Stearns Graduate Student Prize
ESEB & the Journal of Evolutionary Biology (JEB) editorial team award an annual prize for the best paper by a graduate student published in the journal in a calendar year. The prize is named after Stephen Stearns, who did so much to establish both JEB (including serving as first Editor) & ESEB (article).
The Stearns Graduate Student Prize is aimed at recognising outstanding graduate research, so the paper should primarily arise from a significant piece of work which was included in a Masters or PhD thesis. The prize will be conferred at the nearest ESEB Congress and announced in the journal and online.
The award comes with an invitation to the ESEB Congress (travel expenses and registration fee covered), a presentation in one of the congress symposia, and a cash prize of 250 €. We expect the corresponding or senior (first) author to be the graduate student primarily responsible for the research and paper writing, and the supervisor will be asked to confirm this for shortlisted papers. We expect papers to be submitted at the latest within five years of starting a PhD project. When papers are accepted we will ask if the paper is eligible to be considered for the award, and that all the authors agree to this.
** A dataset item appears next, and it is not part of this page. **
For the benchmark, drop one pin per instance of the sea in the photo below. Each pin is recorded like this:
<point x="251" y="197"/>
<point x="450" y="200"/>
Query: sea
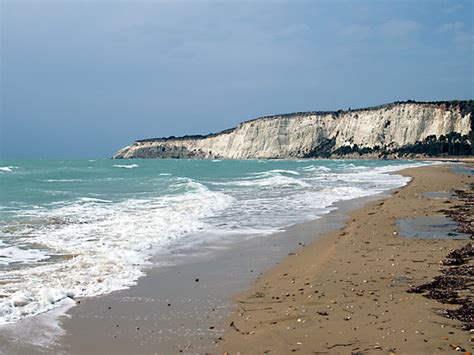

The prize will be selected by the Deciding Editors of the journal, and we expect the next award to be for a paper published in 2019.
JEB & ESEB are delighted to announce that the winner of the 2018 Stearns Prize for a paper published in JEB by a graduate student is James Santangelo, for his paper “Herbivores and plant defenses affect selection on plant reproductive traits more strongly than pollinators” (https://doi.org/10.1111/jeb.13392). James will present some of his work at this year’s ESEB congress in Turku, Finland.
James is currently a PhD Candidate at the University of Toronto under the supervision of Marc Johnson and Rob Ness, although he began as a master’s student under the sole mentorship of Marc Johnson. His masters project, and focus of this paper, examined how investment in plant defences can alter biotic selection on plant reproductive traits, using white clover (Trifolium repens) as a model system. Upon transferring to PhD, he became increasingly interested in parallel evolution and his current work is focused on using urban environments as large-scale, replicated systems for testing the repeatability of phenotypic and genetic evolution. James is combining experimental, theoretical and genomic approaches to understand the environmental drivers of parallel (and non-parallel) evolutionary responses across multiple cities and levels of biological organization (from phenotypes to genes). When not engaged in research, James enjoys developing teaching resources for computer programming and data science, playing video games, and all manner of outdoor activities.
JEB & ESEB are delighted to announce that the winner of the 2017 Stearns Prize for a paper published in JEB by a graduate student is Jack Colicchio, for his paper “Transgenerational Effects Alter Plant Defense and Resistance in Nature” (https://doi.org/10.1111/jeb.13042). Jack will present some of his work at the 2019 ESEB congress in Turku, Finland.
Jack recently completed his doctoral studies at the University of Kansas under the mentorship of Lena Hileman and John Kelly. While the bulk of his dissertation was focused on transcriptomic and epigenomic responses to wounding in isogenic lab lines of Mimulus guttatus, this paper arose as an independent project exploring variability for this response across natural populations. Jack is currently working with Dr. Benjamin Blackman at the University of California Berkeley where he is continuing to pursue his research on interactions between the genome, epigenome, and environment. With a new focus on plant responses to abiotic variables he hopes to shed light onto the potential implications of transgenerational inheritance on plant acclimation in the face of climate change. Besides his post-doctoral research, Jack is active in developing citizen science resources to monitor the phenologies of ecologically important plant species across the Western US (https://pct.usanpn.org/) and enjoys rock climbing and other outdoor pursuits.
2016 – Amaranta Fontcuberta
“Extreme genetic diversity in asexual grass thrips populations” (https://doi.org/10.1111/jeb.12843)
2015 – James Lichtenstein
“Similar patterns of frequency-dependent selection on animal personalities emerge in three species of social spiders” (https://doi.org/10.1111/jeb.12651)
2014 – Ellie Harrison
“Sex drives intracellular conflict in yeast” (DOI: 10.1111/jeb.12408).